Despite the criticism of centralization, it has not hindered the popularity of stablecoins. This clearly demonstrates the growing demand for “on-chain dollars”, whether as a reliable store of value, a convenient medium of exchange, or as a quote currency in the trading of various assets (such as BTCUSDT). In fact, stablecoins have become so popular that their total transaction volume has now surpassed Bitcoin and is even about to surpass the second largest credit card network, Mastercard (Editor's note: Mastercard transaction volume in 2022 will be $8.175 trillion, Stablecoin transaction volume is $7.928 trillion). We acknowledge that such a one-to-one comparison may not be appropriate, but it provides us with valuable insights.

It is worth noting that the transaction volume of the credit card network is mainly payments, while stablecoins and Bitcoin can be used for a range of financial applications including payments, but the specific proportion is difficult to determine.

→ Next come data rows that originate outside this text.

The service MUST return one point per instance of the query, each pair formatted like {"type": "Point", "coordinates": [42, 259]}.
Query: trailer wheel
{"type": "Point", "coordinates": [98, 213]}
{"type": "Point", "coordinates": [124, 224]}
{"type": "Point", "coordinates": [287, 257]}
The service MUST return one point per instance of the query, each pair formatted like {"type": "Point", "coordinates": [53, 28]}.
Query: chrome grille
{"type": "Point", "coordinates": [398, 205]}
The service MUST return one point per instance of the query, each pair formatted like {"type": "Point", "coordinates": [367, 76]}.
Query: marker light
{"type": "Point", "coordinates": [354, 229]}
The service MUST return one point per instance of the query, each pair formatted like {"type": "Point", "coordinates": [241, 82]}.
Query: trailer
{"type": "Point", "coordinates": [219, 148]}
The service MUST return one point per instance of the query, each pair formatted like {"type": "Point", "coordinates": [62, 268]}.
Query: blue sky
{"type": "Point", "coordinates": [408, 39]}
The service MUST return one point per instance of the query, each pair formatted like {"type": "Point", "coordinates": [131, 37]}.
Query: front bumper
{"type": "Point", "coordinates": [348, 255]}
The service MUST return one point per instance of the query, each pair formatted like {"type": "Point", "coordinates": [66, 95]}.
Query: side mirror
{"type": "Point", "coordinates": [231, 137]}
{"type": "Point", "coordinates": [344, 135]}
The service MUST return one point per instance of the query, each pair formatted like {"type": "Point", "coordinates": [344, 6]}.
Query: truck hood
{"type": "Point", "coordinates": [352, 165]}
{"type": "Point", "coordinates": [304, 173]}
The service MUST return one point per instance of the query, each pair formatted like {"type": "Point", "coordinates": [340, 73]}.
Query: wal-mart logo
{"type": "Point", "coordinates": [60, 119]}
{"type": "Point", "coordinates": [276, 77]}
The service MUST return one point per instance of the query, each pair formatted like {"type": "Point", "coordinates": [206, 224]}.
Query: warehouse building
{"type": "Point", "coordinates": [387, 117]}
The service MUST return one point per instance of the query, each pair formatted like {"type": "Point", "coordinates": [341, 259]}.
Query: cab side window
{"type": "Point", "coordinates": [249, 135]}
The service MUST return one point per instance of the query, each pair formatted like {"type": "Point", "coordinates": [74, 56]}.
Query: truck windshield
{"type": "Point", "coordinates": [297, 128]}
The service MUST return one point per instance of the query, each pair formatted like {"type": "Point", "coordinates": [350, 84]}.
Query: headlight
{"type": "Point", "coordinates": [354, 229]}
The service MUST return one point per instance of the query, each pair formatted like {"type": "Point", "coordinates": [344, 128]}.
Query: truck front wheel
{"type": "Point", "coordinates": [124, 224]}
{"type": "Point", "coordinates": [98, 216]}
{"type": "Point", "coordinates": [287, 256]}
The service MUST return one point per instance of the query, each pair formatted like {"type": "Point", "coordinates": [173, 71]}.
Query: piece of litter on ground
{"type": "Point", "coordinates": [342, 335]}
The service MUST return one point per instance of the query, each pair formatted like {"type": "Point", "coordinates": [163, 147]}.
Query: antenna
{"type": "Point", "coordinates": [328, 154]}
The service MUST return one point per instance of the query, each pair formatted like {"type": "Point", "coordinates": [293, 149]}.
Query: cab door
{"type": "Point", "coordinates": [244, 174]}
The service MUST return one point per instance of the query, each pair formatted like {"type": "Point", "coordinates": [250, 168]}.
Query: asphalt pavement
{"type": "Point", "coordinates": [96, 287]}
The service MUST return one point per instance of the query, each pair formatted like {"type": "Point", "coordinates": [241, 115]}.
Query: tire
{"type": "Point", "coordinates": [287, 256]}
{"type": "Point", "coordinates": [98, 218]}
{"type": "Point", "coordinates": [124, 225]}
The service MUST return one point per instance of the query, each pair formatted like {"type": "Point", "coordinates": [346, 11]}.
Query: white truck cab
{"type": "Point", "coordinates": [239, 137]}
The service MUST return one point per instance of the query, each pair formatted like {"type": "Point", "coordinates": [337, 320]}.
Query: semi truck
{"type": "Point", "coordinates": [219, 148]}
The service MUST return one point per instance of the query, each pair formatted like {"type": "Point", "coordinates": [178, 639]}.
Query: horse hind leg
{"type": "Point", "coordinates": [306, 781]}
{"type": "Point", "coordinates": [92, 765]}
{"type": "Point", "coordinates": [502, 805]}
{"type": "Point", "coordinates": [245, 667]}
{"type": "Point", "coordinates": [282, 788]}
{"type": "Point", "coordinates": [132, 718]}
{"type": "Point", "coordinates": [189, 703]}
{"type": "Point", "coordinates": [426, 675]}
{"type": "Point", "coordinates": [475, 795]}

807e303de506e330b8411732915e4a6b.pngChart: Stablecoin transaction volume is close to Mastercard (unit: $1 billion)

Supply and demand for transactions should be considered equally

Taking a step back and looking at the bigger picture of technological advancements in the crypto industry, it’s clear that the focus is on expanding the availability of transactions for users. Various second-layer technologies, such as rollups, app chains, sharding and sidechains, as well as faster first-layer blockchains such as Solana and the Lightning Network, are pioneering innovations that make cryptocurrencies faster and more cost-effective benefit.

Visa's support for USDC on Solana is particularly noteworthy because, despite occasional blockchain outages, Solana was created to provide high-speed and low-cost transactions on a single chain. However, this raises a question: while the industry attaches great importance to transaction supply, should it also pay equal attention to transaction demand? For startups in this industry, a fruitful strategy may involve focusing on capabilities that are not adequately provided by existing technologies. The Bitcoin protocol inherently provides many features that users want because it is designed to eliminate intermediaries. This inherently makes building a long-lasting company in this industry a challenge.

Cryptocurrencies have the potential to follow in the footsteps of the internet, with faster speeds and widespread accessibility opening up new, previously unimaginable possibilities. Just as we could imagine watching TV over the Internet in the dial-up era, we could never imagine services like Uber, Twitch, or the widespread influence of social media. It’s these unexpected opportunities that make the future truly exciting.